What are you currently working on (or have most recently worked on) with CLEBC?

Along with my co-chair, Grace Oh (Crown Counsel, BC Prosecution Service), and Raymond Lee (Program Lawyer with CLEBC) I’ve been planning and organizing an upcoming program called Criminal Law Practice 2022, set to be held on Tuesday, June 7.

What made you decide to become a lawyer?

I was a student-athlete (basketball) in high school and university and so I was attracted to the competitive aspect of litigation. A trial, like any athletic contest, requires skill, preparation, planning, and the execution of your strategy. There’s always an opportunity to win and always an opportunity to learn from mistakes and ultimately get better at what you do. I still love that part of the law.

What inspired you to practice criminal law?

I had a family friend growing up who was a criminal lawyer, and I was always fascinated by stories from his practice. As well, I have always been drawn to helping those who face the vast power of the state through a criminal prosecution. Whether someone has ultimately committed wrongdoing or not, the task is the same — to advocate zealously for an accused to ensure that they receive every lawful and ethical opportunity to advance a strong defence to the state’s accusation and mitigate any punishment that may come due. I feel fortunate that my clients entrust me to fulfill that role for them.

You are very active in the legal community both as an author and as a speaker. Your contributions also include being a Law Society of British Columbia Bencher. What motivates you to give back to the profession?

It’s been rewarding to engage with colleagues and peers as a guest speaker and author on continuing legal education projects. There has always been a proud tradition of giving back to the public and the profession within the criminal bar that I’ve tried my best to honour.

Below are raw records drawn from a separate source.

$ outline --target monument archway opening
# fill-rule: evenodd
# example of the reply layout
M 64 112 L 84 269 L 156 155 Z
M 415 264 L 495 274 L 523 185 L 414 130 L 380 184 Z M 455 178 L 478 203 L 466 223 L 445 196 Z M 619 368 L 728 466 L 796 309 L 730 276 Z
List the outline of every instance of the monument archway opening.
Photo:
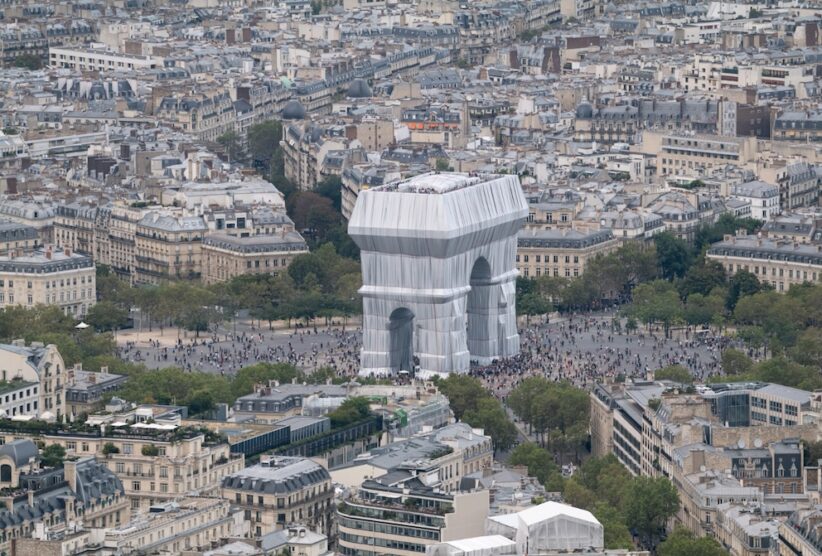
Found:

Several of my legal heroes, including Richard Peck, QC, and Ian Donaldson, QC, are former benchers (and now, Life Benchers) and have devoted enormous amounts of time and energy during their careers to that endeavour. They remain an inspiration.

The public deserves a legal profession that is responsive and in alignment with its interests. It’s a tremendous privilege to contribute to that goal as an elected Bencher and not one I take for granted.

What advice would you pass on to a newly called lawyer?

I’ll give two pieces of advice.

First, look for ways to engage with the profession other than the paid work you do for your clients. Whether it’s pro bono work, CLE instruction, mentorship, or committee work, there are many ways to contribute. I view these as essential aspects of being part of a profession, something different and more meaningful than simply working a job. While giving back takes time and energy, it’s almost always rewarding.

Second, I’d encourage any newly called lawyer to think critically about how they want their law practice and their life to look as they move forward. Legal work is demanding. And there are many ways to practise law. Don’t allow yourself to simply ‘go with the flow’ and fall into a career path designed by someone else. For example, that you may have landed an articling position at a big corporate firm, doesn’t mean you should necessarily spend your whole career at that same firm. Think critically from the very beginning of your career about how you want your career and life to look 25 years down the road.  Consult mentors, friends, family, and colleagues, and make deliberate and thoughtful choices. If you do, you’ll increase the likelihood of a happy life and career.